Court of Fives (Court of Fives #1) - Page 114/116

The noisy spectators, the wide blue sky, the dusty heat penetrating my throat: they spur me on as I balance and swing through rope and beam and bar and trap.

More quickly than I expected I find myself poised on a narrow beam looking down on the tipping bridge, which I have to cross next. Sandstorm still clings there, upside down with his back almost touching the ground and his jacket stained with sweat. From his furious look I realize he hoped the tipping bridge would be the bottleneck and that he could stop all of us from crossing by hanging there.

Except there is another way across the gap for an adversary bold enough to make a leap from the narrow beam to a slightly less narrow platform, high enough up and far enough away that if you miss you will hurt and maybe kill yourself. I calculate how much speed and arc I will need to get across the gap, and then I catch his eye, him all helpless caught up in the wobbling rope ladder. His glare wishes me crashed on the ground all bloody and broken. His fingers are turning white as he clings to the rope bridge.

“Kiss off, Adversary,” I call down. The blood flows high in me. “I’ll show you how a real adversary does it.”

The height of my starting point gives me momentum and opportunity. I throw a somersault into my leap, knees tucked and unfolding as I hit a perfect landing, the kind that doesn’t even jar.

The crowd roars.

The rest of Traps flies past as if I truly have spun a web through it. The approbation of the crowd lifts my feet. I show off, which is always a danger because you’re more likely to miss, but I no longer care. I can’t fall.

When I reach the resting platform I see no sign of Firecat, but I catch a glimpse of Kalliarkos clambering down from Rivers and therefore headed for Pillars. I drop to the dirt and run for Trees, hearing the chime of a gate bell. He’s still ahead of me.

My plain brown mask has slipped a little, and as I pause to adjust it I risk a quick look at the royal balcony. It’s too high and far away for me to see faces clearly, but the king and queen lounge on a grand sofa under umbrellas held by servants. On a lower level of the balcony, at their feet, sits the man who won the victory at Maldine. I would know my father anywhere by the way he holds his back and head confidently upright. The honor shown him today takes my breath away. If only Mother were here to celebrate it with him.

On Garon Palace’s balcony they stand silent, watching.

I chalk my sweating hands again and enter Trees.

Immediately I run into Firecat. To enter this configuration of Trees you have to jump up, catch hold of a bar, and swing up into a nest of climbing poles on a second level. Firecat is so short she’s having trouble reaching the bar.

The crowd cheers and whistles as an exciting maneuver happens in Pillars or Traps.

“Salutations, Adversary,” I say politely.

She snarls at me. “Usually they offer a lower climbing entrance that eats up time. There’s no way I can jump that high. It’s like they want someone taller than me to win.”

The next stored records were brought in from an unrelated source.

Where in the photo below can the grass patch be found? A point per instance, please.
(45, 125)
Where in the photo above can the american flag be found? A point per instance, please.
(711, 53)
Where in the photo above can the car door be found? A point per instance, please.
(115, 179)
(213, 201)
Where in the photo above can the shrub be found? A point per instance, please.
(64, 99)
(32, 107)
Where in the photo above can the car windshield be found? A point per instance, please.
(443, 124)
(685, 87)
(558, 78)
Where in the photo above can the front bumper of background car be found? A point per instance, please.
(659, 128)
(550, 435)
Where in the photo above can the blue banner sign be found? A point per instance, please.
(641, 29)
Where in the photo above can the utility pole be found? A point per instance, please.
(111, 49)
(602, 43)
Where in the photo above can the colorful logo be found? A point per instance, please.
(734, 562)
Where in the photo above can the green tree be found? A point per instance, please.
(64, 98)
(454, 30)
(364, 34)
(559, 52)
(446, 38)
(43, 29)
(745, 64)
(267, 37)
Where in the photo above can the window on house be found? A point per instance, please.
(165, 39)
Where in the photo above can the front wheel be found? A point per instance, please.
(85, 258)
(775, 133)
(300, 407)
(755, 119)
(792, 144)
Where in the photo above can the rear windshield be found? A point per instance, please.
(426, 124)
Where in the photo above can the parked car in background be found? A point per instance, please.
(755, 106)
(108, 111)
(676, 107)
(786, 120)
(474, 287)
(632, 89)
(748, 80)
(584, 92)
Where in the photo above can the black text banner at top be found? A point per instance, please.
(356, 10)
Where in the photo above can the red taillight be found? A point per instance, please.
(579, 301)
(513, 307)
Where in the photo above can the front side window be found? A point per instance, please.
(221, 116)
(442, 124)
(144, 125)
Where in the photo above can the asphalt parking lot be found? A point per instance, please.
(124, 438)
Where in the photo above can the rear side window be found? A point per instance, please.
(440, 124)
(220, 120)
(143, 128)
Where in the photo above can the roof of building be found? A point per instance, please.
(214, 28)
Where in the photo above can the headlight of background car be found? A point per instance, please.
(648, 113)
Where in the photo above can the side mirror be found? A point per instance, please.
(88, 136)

Because of betting scandals in which one adversary threw a trial to another in exchange for a share of the winnings, King Kliatemnos the Third proclaimed that any act of cooperation or interference among the adversaries will be punishable by expulsion. So I say nothing.

The bar is so high it takes me four tries to catch it for long enough to draw up my knees to my belly and hook them over the bar. After that it is no trouble to get onto the second level and its tangle of climbing. Before I head in, I look down.

“Kiss off, Adversary,” I say with a sympathetic shake of my head.

For all her anger, she gives me a grudging smile and that flick of the finger to the chin.

This configuration of Trees uses a great deal of technically difficult climbing up perpendicular faces with handholds, or hold-less climbing between posts like in the air shaft. Scraping my back against polished wood, feet braced in tension against a post set opposite, I work up several sets of blind shafts. After escaping the tomb it just doesn’t seem that hard.

As I’m climbing up to the resting platform, shaking a cramp out of my left hand, a bell rings from the direction of Traps. Kalliarkos is still ahead of me. But he has to get past Sandstorm, who for all I know is still blocking the bottleneck of the tilting bridge.

Will Kalliarkos dare to leap?

Rivers runs dry. Stepping stones are scattered across a sandy pit instead of a watery channel. The trick is that there are false stones scattered through the true ones that look stable but won’t take weight. Anise taught us to look at all the clues: The way the sand is scuffed around certain stones tells me where others have slipped off. The sand around the stable stones lies unmarked. By taking time to examine the ground before I start, I make it across in one go. And because I want Father to see how good I really am, I add a flip at the very end, from the last stone to the “shore.”